Secular pilgrimage: hundreds of thousands of visitors each year flock to the spectacular ruins of Fountains Abbey Photo © Steve Allen
A visit to the ruins of Fountains Abbey in Yorkshire prompted me to think about that fascinating moment in history when a building once seen as old-fashioned or unworthy of preservation becomes valued again. What do we forget that we disliked about a building, or what it represented, and what do we choose to remember?
Take the buildings of ancient Rome. After the fall of the Roman Empire few cared for even the greatest imperial palaces. Huts and farmsteads were built within them, almost as physical manifestations of people’s contempt for what such palaces once represented. But time passed, and eventually societies across Europe wanted not only to preserve ancient Rome, but recreate it.
In Britain, the closest equivalent are the ruins of our former monasteries and convents. Until the 1530s, many monastic buildings rivalled our greatest cathedrals, and the monks and nuns who built them—in part to preserve the memory of the dead—took care to situate them in beautiful surroundings.
Annihilation by another name
For about 200 years, any stone remains that could not be demolished or recycled were left, unwanted shipwrecks in the landscape. Again, smaller buildings grew within them. For a post-Reformation society in which there were few greater dangers than Catholicism and its attendant “superstitions” (including religious art), we can see why people might have viewed former monasteries with indifference, even contempt.
Gradually, attitudes began to change. The association between building and despised former use grew weaker. We can see this most clearly in the later 18th-century writing of William Gilpin, the cleric and amateur artist who popularised the term “picturesque”. Gilpin was drawn to monastic ruins such as Tintern Abbey because of the beauty of their location and architecture, but as a diligent Protestant he was wary of admiring such “nurseries of superstition, bigotry and ignorance”.
Gilpin’s solution was to emphasise his desire to see monasteries as ruins. To enhance their “picturesque beauty”, he wrote, “we must use the mallet… we must beat down one half of it, deface the other, and throw the mutilated members around in heaps”. Then could we view them “not only with a picturesque eye, but with moral and religious satisfaction”.

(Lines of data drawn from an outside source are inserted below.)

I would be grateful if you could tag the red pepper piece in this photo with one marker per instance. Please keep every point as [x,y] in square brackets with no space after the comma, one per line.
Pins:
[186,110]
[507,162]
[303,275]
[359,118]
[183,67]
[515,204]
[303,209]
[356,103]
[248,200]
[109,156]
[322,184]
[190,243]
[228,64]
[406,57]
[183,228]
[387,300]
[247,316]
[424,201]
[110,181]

Like Gilpin, I find such ruins places of wonder, a best-of-both-worlds blend of building and nature. I am glad they helped inspire the romanticism of literary and artistic greats like William Wordsworth and J.M.W. Turner, and perhaps even—in their “sublimity”—helped people find a spiritual connection between God and the landscape.
But the more I discover about the violence and destruction that accompanied the end of English monastic life in the 1530s (which centuries of Anglican teaching has glossed over) the less inclined I am to see the resultant ruins with any of Gilpin’s moral or religious satisfaction. Instead, I observe that sites like Fountains Abbey are still places of pilgrimage today, visited by hundreds of thousands a year, each signalling a desire to preserve. We are choosing to remember the monks and nuns who built them, and perhaps that is their final victory.